Thanks to Hein Zelle for reminding me of this. Here the problem is the word joystick either being used as part of the active function name, or as a simple prefix. Against the former case you could say that nobody told you of a verb+noun+noun... rule. But that's because you are thinking of noun == lexeme, when you should be thinking of verb+subject, where subject linguistically means one of the two main constituents of a sentence; the grammatical constituent about which something is predicated.

Putting joystick before the verb is thus breaking two rules. First, part of the subject is not after the verb, yet many people don't consider this bad at all, because they understand the word joystick as a grouping mechanism. But that breaks the second implicit rule of prefixes, and that is that they should be short.
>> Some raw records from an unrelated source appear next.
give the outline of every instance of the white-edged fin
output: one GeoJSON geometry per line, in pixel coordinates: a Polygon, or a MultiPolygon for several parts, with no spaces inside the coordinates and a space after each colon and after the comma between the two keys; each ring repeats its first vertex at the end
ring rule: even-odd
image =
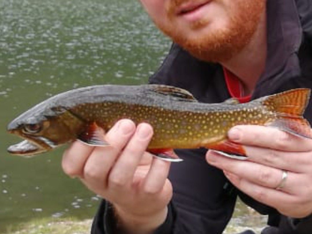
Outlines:
{"type": "Polygon", "coordinates": [[[105,132],[95,122],[89,124],[85,131],[77,139],[86,144],[93,146],[105,146],[109,144],[104,139],[105,132]]]}
{"type": "Polygon", "coordinates": [[[164,161],[171,162],[172,163],[178,163],[183,161],[183,159],[182,159],[182,158],[173,158],[170,157],[168,157],[166,154],[152,154],[152,155],[155,158],[157,158],[158,159],[160,159],[164,161]]]}
{"type": "Polygon", "coordinates": [[[83,143],[85,144],[90,145],[90,146],[107,146],[109,145],[110,144],[106,141],[98,141],[96,140],[91,140],[86,142],[79,138],[77,138],[77,140],[78,141],[80,141],[81,143],[83,143]]]}
{"type": "Polygon", "coordinates": [[[231,158],[237,159],[239,160],[246,160],[248,158],[247,157],[246,157],[246,156],[243,156],[243,155],[231,154],[230,154],[226,153],[225,152],[223,152],[222,151],[219,151],[219,150],[216,150],[215,149],[210,149],[210,150],[215,152],[218,154],[220,154],[223,156],[225,156],[225,157],[227,157],[228,158],[231,158]]]}

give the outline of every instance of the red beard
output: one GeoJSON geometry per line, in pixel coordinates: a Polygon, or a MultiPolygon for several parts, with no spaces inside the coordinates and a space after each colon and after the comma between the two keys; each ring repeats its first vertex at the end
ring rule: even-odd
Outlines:
{"type": "MultiPolygon", "coordinates": [[[[222,3],[224,0],[212,0],[222,3]]],[[[233,1],[233,0],[232,0],[233,1]]],[[[206,30],[209,22],[205,18],[190,24],[193,36],[179,28],[175,20],[176,9],[189,0],[172,0],[167,6],[168,20],[156,23],[163,32],[194,56],[205,61],[222,62],[232,58],[250,41],[265,8],[265,0],[236,0],[234,7],[229,7],[230,16],[227,27],[206,30]],[[194,35],[195,36],[194,36],[194,35]]],[[[226,3],[225,3],[226,4],[226,3]]]]}

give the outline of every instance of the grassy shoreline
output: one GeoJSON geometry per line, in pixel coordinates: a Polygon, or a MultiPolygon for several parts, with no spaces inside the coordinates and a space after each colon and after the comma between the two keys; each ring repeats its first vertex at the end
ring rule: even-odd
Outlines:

Why did we choose al? Because it's a prefix, everybody is going to have to deal with it, and everybody will know that 'al_' actually stands for 'allegro_'.

Now, joystick? Why not joy? or j, much shorter:

 alj_get_axis_value
 alj_is_button_down

While tempting to most of us lazy guys, this is really BAD. You should be getting it by know, but just try to pronounce that aloud: no way to pronounce 'alj' together, unless you say 'al_joystick' or 'allegro_joystick'... which shows that it's a bad prefix.

Besides, if you are building a library and need to start sub grouping it's functions, you should really consider splitting that functional group, maybe you are trying to force it somewhere where it doesn't belong?

The final reasoning: if Allegro really needs to start using 'al_something', it means that it's too big and should be split in different libraries. Other than that, verb+subject is the only coherent solution to all the previous reasonings.

I wish I could say more about favoring verb+subject, but, the fact is that I don't find any reason why subject+verb would be better, and I don't know of an API using this weird convention heavily, so I will leave this for another time if somebody comes up with a real reason (other than alphabetically grouping).

Conclusion

This is the end. Hopefully you are switching now to lower case and underscore style for your code, or you have learned some good points in defending your style. You might wonder why every once and there I say things like "human language", "natural", "common sense". That's partly because I've read the book "The design of everyday things", formerly known as "The psychology of everyday things". This book doesn't talk about API design, but it does about objects' physical design, and most of the principles are perfect to decide which API style is better. One of the conclusions you learn from the book is that if your everyday design needs an instruction manual, even as tiny as the word "pull/push" written on a door, it means that it's not good, because it requires exterior learned knowledge to be used correctly. A recommended read, for all engineers, of every field.

Anyway, the goal of this document is to point out that while most styles are a propagation of what people have been exposed to while learning programming, for Allegro to have the perfect API you only need to analyze every function name, every global variable to discover that there is always a logical design decision. It's boring, it's tedious, but it will hopefully avoid another API rewrite for more than the eight years Allegro has been alive and kicking so far. This means that at least once before the final release, all the involved developers and any voluntaries should revise _each_ API entry exported by Allegro, judge it's design and purpose in it's use context, and correct if necessary.

I don't consider myself a developer, since I rarely contribute code, but I will happily join in the flame fest of criticizing others (as I always do). Muahahahaha... bring it on!